Catarina é psicóloga há mais de quinze anos e sempre atuou como psicóloga clínica em seu próprio consultório. Aproximadamente há um ano, resolveu participar de um processo seletivo para trabalhar no Centro de Referência Especializado de Assistência Social – CREAS de seu município. Na ocasião, disse que queria levar um pouco da sua prática e experiência profissional para atuar com pessoas carentes e vulneráveis. Catarina está atuando especificamente na equipe de referência do Serviço de Proteção e Atendimento Especializado a Famílias e Indivíduos (PAEFI).
Poucos meses depois de iniciar o trabalho no CREAS, algumas pessoas que foram atendidas por Catarina reclamaram junto à Coordenação do Centro sobre a forma desrespeitosa e preconceituosa com que a psicóloga os atende. Uma das pessoas que reclamou foi Mariana, cujo caso envolve violência doméstica e intrafamiliar. Segundo relato de Mariana, ela está casada com João há quase vinte anos; ambos trabalham, mas em decorrência da dependência dele em drogas e álcool, ele acaba se apropriando do dinheiro de Mariana. Além disso, João a agride fisicamente, mesmo quando não está alcoolizado ou drogado, e muito comumente ele a força a manter relações sexuais com ele. Segundo o relato de Mariana, durante o atendimento, Catarina perguntou qual igreja ela frequentava. Mariana disse que quando falou que frequentava um terreiro de Candomblé, Catarina disse que a violência só acontecia porque era o demônio que tomava conta do corpo de João. Disse, ainda, que Mariana precisava se converter ao Cristianismo, porque Candomblé não é religião e, converter também João, porque só assim ela iria conseguir viver bem com o marido.
Outro caso relatado foi o de um jovem de 21 anos, Marcos, homem transexual, que tem sido vítima de transfobia, inclusive no âmbito familiar, desde que decidiu fazer a transição. Marcos foi encaminhado para o CREAS para obter apoio e acompanhamento psicossocial. Entretanto, queixou-se também com a Coordenadora do CREAS que nos atendimentos com Catarina se sentiu ainda mais rejeitado e violentado, pela forma com ela se referia a questão da sexualidade, frisando que não conseguia entender essa ideia de transexualidade, uma vez que Deus fez apenas o homem e a mulher. Disse, ainda, que Catarina fez um encaminhamento para que ele a procurasse em sua clínica particular, com desconto no valor de sessão, para que pudesse fazer a terapia de conversão sexual, visando à sua cura.

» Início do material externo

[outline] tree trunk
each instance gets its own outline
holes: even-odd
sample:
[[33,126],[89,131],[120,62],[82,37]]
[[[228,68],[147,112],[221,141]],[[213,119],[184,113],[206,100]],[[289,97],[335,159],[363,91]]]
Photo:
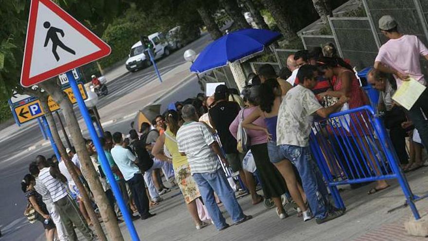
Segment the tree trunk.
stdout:
[[247,77],[245,76],[245,74],[244,73],[244,69],[242,69],[242,66],[241,66],[241,62],[239,60],[236,60],[230,63],[229,67],[231,68],[232,74],[233,75],[235,83],[236,83],[240,93],[245,87],[245,81],[247,79]]
[[[73,181],[74,182],[77,188],[79,188],[79,191],[80,192],[80,194],[82,195],[82,199],[83,199],[83,203],[85,204],[85,206],[86,208],[87,211],[88,211],[88,214],[89,215],[91,220],[92,221],[94,225],[94,228],[95,229],[95,232],[98,236],[99,240],[103,241],[107,241],[107,237],[106,237],[106,235],[104,234],[104,232],[103,230],[103,228],[101,227],[101,225],[98,221],[98,216],[94,211],[93,208],[92,207],[89,196],[88,195],[88,193],[87,192],[86,189],[85,188],[83,184],[80,181],[80,179],[79,178],[79,176],[77,172],[76,172],[76,170],[74,169],[74,165],[71,162],[71,160],[70,160],[68,154],[67,154],[65,147],[64,146],[62,141],[61,140],[61,137],[58,131],[58,128],[56,126],[56,124],[55,123],[55,119],[54,118],[54,115],[52,114],[52,112],[51,112],[51,111],[49,109],[49,106],[48,104],[48,94],[46,92],[41,93],[38,91],[32,90],[30,88],[27,88],[25,90],[25,92],[29,94],[37,97],[40,100],[40,105],[41,105],[41,107],[45,113],[45,117],[46,117],[46,121],[47,121],[48,124],[49,125],[49,129],[51,129],[51,132],[52,134],[52,138],[54,139],[54,141],[56,145],[56,147],[59,151],[59,153],[61,155],[63,161],[65,162],[64,163],[65,163],[65,166],[66,167],[67,167],[67,170],[68,170],[69,172],[70,173],[70,175],[71,176],[71,178],[73,179]],[[68,99],[68,97],[67,97],[67,99]],[[58,161],[59,162],[60,160],[58,160]]]
[[[124,238],[117,223],[117,217],[113,211],[112,207],[110,206],[108,201],[100,182],[98,174],[92,163],[89,152],[87,149],[83,135],[82,134],[77,118],[76,117],[74,111],[73,110],[72,104],[67,95],[61,90],[60,87],[54,83],[44,82],[42,83],[40,85],[48,93],[50,94],[54,100],[61,106],[64,119],[69,128],[71,140],[74,144],[77,156],[80,161],[82,171],[94,195],[95,201],[100,209],[100,213],[106,225],[106,229],[110,239],[114,241],[123,241]],[[85,203],[85,206],[87,206],[87,208],[88,208],[87,204]],[[88,204],[90,205],[90,204]],[[91,212],[93,211],[93,210],[90,211]],[[94,212],[92,214],[89,214],[89,216],[91,221],[94,222],[94,226],[95,225],[98,226],[99,224],[95,224],[96,222],[99,222],[96,214],[94,217],[92,216],[94,214]],[[104,232],[102,232],[102,228],[101,228],[100,225],[95,227],[97,234],[99,232],[102,232],[102,237],[104,236]],[[100,230],[99,230],[99,228],[101,228]],[[100,237],[99,237],[99,238]],[[105,239],[105,236],[104,238],[105,238],[104,240],[107,240],[107,239]]]
[[328,23],[328,16],[333,16],[330,0],[312,0],[312,2],[322,22]]
[[220,4],[224,7],[228,15],[233,20],[239,29],[250,28],[251,26],[247,22],[241,8],[238,6],[236,0],[220,0]]
[[210,10],[206,7],[201,5],[197,8],[197,12],[200,15],[205,26],[207,26],[207,29],[211,35],[211,37],[213,38],[213,39],[215,40],[223,36],[223,34],[218,28],[217,23],[215,23],[215,20],[214,19]]
[[272,17],[276,22],[276,25],[285,39],[297,38],[297,35],[292,28],[292,19],[290,16],[287,16],[283,4],[278,0],[261,0],[266,8],[270,12]]
[[265,21],[263,16],[260,14],[260,11],[256,7],[252,0],[242,0],[242,1],[247,5],[249,11],[251,13],[251,15],[254,19],[257,27],[262,29],[269,29],[269,26]]

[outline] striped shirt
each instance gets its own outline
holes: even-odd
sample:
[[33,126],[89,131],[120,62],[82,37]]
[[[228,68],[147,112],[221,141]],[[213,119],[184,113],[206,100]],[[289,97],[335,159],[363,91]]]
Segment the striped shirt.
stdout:
[[205,124],[185,124],[177,137],[178,151],[186,153],[192,174],[214,172],[221,167],[218,157],[209,147],[215,140]]
[[36,177],[35,179],[36,185],[34,186],[34,189],[36,189],[36,191],[42,195],[42,201],[45,204],[52,204],[53,201],[52,201],[52,198],[51,197],[51,194],[49,193],[49,191],[48,190],[48,188],[47,188],[44,185],[40,185],[40,180],[38,180],[38,177]]
[[49,171],[50,167],[40,170],[38,174],[39,183],[41,187],[45,187],[49,191],[52,201],[55,202],[67,195],[65,185],[57,179],[54,178]]

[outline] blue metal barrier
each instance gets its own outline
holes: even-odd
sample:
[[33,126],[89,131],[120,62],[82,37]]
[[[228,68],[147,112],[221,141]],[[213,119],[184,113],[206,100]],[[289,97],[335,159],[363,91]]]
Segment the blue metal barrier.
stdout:
[[365,106],[315,122],[310,147],[338,207],[345,205],[338,185],[396,179],[416,219],[420,217],[382,122]]

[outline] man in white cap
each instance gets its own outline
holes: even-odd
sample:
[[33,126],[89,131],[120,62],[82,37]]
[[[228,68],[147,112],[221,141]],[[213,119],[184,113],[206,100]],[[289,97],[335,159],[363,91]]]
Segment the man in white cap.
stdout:
[[[420,57],[422,56],[428,60],[428,49],[416,36],[401,34],[397,27],[392,16],[385,15],[379,19],[379,29],[389,40],[379,49],[374,68],[393,74],[398,88],[410,77],[427,85]],[[422,93],[407,114],[419,132],[424,147],[428,148],[428,91]]]

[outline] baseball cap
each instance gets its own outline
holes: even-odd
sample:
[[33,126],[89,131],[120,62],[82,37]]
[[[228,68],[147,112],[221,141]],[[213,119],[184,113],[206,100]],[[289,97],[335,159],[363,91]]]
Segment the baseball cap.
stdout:
[[220,85],[215,87],[215,93],[227,93],[229,88],[225,85]]
[[379,29],[388,31],[397,27],[397,21],[391,15],[385,15],[379,19]]

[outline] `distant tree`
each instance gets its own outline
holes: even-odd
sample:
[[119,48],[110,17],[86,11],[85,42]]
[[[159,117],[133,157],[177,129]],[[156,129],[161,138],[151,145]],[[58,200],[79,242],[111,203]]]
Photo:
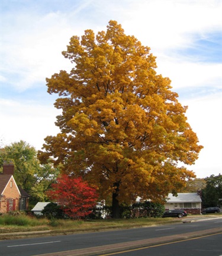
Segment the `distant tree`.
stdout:
[[205,178],[206,187],[202,191],[202,201],[204,207],[220,206],[222,201],[222,175],[214,175]]
[[202,147],[148,47],[110,21],[106,31],[73,36],[63,54],[73,68],[47,78],[62,112],[61,132],[39,152],[43,163],[52,157],[104,199],[111,195],[114,218],[121,204],[137,196],[161,200],[195,177],[178,163],[192,165]]
[[45,192],[59,172],[58,167],[53,167],[50,159],[47,163],[41,165],[34,147],[21,140],[1,148],[1,167],[5,160],[13,162],[16,183],[31,195],[31,206],[38,201],[47,200]]
[[197,178],[187,181],[186,187],[181,189],[182,193],[194,193],[202,190],[206,187],[206,181]]
[[88,185],[81,177],[62,175],[47,192],[50,200],[56,202],[65,214],[71,218],[84,217],[96,204],[96,189]]

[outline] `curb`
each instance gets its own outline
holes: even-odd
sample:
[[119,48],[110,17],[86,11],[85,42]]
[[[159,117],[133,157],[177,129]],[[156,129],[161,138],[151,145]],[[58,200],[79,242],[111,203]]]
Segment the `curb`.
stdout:
[[117,252],[123,251],[139,249],[144,247],[163,245],[168,243],[186,241],[189,239],[195,239],[200,236],[204,236],[213,234],[221,233],[222,227],[216,227],[194,232],[185,233],[172,236],[162,236],[160,238],[150,238],[136,241],[127,242],[124,243],[112,245],[103,245],[96,247],[90,247],[86,249],[79,249],[66,251],[59,252],[53,252],[46,254],[36,255],[34,256],[91,256],[109,252]]

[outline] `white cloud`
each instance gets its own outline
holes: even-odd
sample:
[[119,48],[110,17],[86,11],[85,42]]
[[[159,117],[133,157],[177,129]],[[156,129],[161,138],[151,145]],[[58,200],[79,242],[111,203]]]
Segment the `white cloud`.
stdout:
[[0,136],[6,144],[22,140],[39,150],[46,136],[59,132],[54,122],[60,112],[53,106],[2,99],[1,108]]
[[208,173],[222,174],[221,100],[221,94],[217,93],[182,101],[188,106],[188,122],[197,133],[199,144],[204,146],[195,165],[189,167],[198,178],[205,178]]
[[221,88],[222,65],[219,63],[192,62],[165,56],[157,62],[158,73],[169,77],[173,89],[195,87]]
[[[221,89],[221,64],[191,59],[179,53],[183,49],[195,49],[197,39],[221,31],[221,1],[73,1],[72,5],[65,1],[62,7],[59,1],[46,0],[36,4],[21,1],[17,2],[18,7],[20,2],[21,8],[1,10],[1,78],[4,99],[1,122],[4,125],[0,135],[7,143],[24,140],[40,149],[44,138],[55,135],[59,129],[54,124],[58,110],[51,102],[43,106],[28,102],[28,99],[12,101],[7,87],[10,86],[10,93],[15,94],[38,86],[46,94],[45,78],[71,68],[69,61],[61,54],[70,37],[81,36],[85,29],[105,30],[108,21],[115,20],[126,34],[150,47],[157,57],[158,74],[169,77],[173,91],[194,88],[200,89],[200,95],[205,95],[192,100],[184,95],[179,99],[183,105],[188,105],[188,122],[204,146],[191,169],[198,177],[222,173],[221,95],[208,94],[207,90],[204,93],[206,87],[211,87],[211,93]],[[48,9],[47,3],[50,6]],[[61,8],[56,8],[56,5]]]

Segundo as pessoas que reclamaram com a Coordenadora do CREAS, houve uma conversa com Catarina; no entanto, nada mudou. Isso culminou com uma denúncia junto ao CRP, no qual Catarina está inscrita, com o argumento de que ela estava desrespeitando o Código de Ética Profissional do Psicólogo.
Considerando a denúncia recebida pelo Conselho Regional de Psicologia (CRP) no qual Catarina está inscrita, cabe ao CRP adotar os procedimentos necessários, conforme estabelecido no Código de Processamento Disciplinar, instituído pela Resolução CFP nº 11/2019. De acordo com o que é estabelecido pelo Código de Processamento Disciplinar, marque V para as afirmativas verdadeiras e F para as falsas.

( ) A notícia ou verificação de uma possível infração poderá resultar em: a) arquivamento do expediente; b) instauração de processo investigativo; ou c) a instauração do competente processo disciplinar.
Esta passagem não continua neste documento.